Jensen Huang walked on stage at Computex 2026 in Taipei on June 1 and announced what NVIDIA calls the most intelligent open-weights AI model built in the United States: Nemotron 3 Ultra, a 550-billion-parameter mixture-of-experts model that delivers over 300 output tokens per second and cuts complex agentic task costs by 30 percent. The weights ship to Hugging Face on June 4, 2026. Here is everything developers need to understand the architecture, run the benchmarks, and deploy it.

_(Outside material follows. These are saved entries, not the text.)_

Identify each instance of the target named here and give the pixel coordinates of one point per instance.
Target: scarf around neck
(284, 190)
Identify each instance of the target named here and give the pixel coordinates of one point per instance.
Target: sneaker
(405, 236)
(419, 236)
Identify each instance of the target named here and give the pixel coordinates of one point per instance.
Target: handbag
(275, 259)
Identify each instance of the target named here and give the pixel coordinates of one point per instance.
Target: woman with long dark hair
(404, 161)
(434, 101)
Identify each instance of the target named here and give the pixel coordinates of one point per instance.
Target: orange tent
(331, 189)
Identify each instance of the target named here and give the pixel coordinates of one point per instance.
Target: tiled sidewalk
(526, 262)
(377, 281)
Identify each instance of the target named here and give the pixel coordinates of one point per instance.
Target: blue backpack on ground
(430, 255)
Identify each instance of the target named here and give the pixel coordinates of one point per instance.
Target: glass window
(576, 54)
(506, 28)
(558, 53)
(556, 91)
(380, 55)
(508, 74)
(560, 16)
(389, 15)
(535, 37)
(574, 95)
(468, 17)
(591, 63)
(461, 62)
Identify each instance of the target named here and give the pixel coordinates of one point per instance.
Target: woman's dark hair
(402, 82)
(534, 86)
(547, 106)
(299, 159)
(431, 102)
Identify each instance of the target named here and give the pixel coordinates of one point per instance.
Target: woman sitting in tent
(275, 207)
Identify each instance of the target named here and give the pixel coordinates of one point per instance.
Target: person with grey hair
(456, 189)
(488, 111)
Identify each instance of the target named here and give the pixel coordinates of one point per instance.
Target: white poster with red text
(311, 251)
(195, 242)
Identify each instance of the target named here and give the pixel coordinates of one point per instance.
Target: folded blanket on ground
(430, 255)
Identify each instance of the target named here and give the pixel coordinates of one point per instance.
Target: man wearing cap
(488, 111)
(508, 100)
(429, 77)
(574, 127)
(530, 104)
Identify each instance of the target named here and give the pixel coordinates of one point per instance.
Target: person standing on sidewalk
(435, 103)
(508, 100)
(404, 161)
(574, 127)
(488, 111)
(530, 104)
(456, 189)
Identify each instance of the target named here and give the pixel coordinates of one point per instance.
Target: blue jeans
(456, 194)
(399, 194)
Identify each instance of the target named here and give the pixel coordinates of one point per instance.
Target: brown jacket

The announcement lands at a significant inflection point. The two models currently at the top of the frontier — Claude Opus 4.8 and GPT-5.5 — are proprietary, API-only, and priced accordingly. DeepSeek V4 Pro, the only open-weights competitor anywhere near frontier performance, requires roughly 862GB of VRAM to run — effectively a dedicated GPU cluster. Nemotron 3 Ultra is NVIDIA's answer to both constraints: intelligence approaching the frontier, open weights, and an architecture engineered for throughput rather than just accuracy.
The Numbers: What You Are Actually Getting
The headline specs: 550B total parameters, 55B active per forward pass via mixture-of-experts routing, a 1-million-token context window, and native support for multi-token prediction. The model was trained in 4-bit NVFP4 precision on NVIDIA's Blackwell architecture — the same hardware on which it runs most efficiently in production.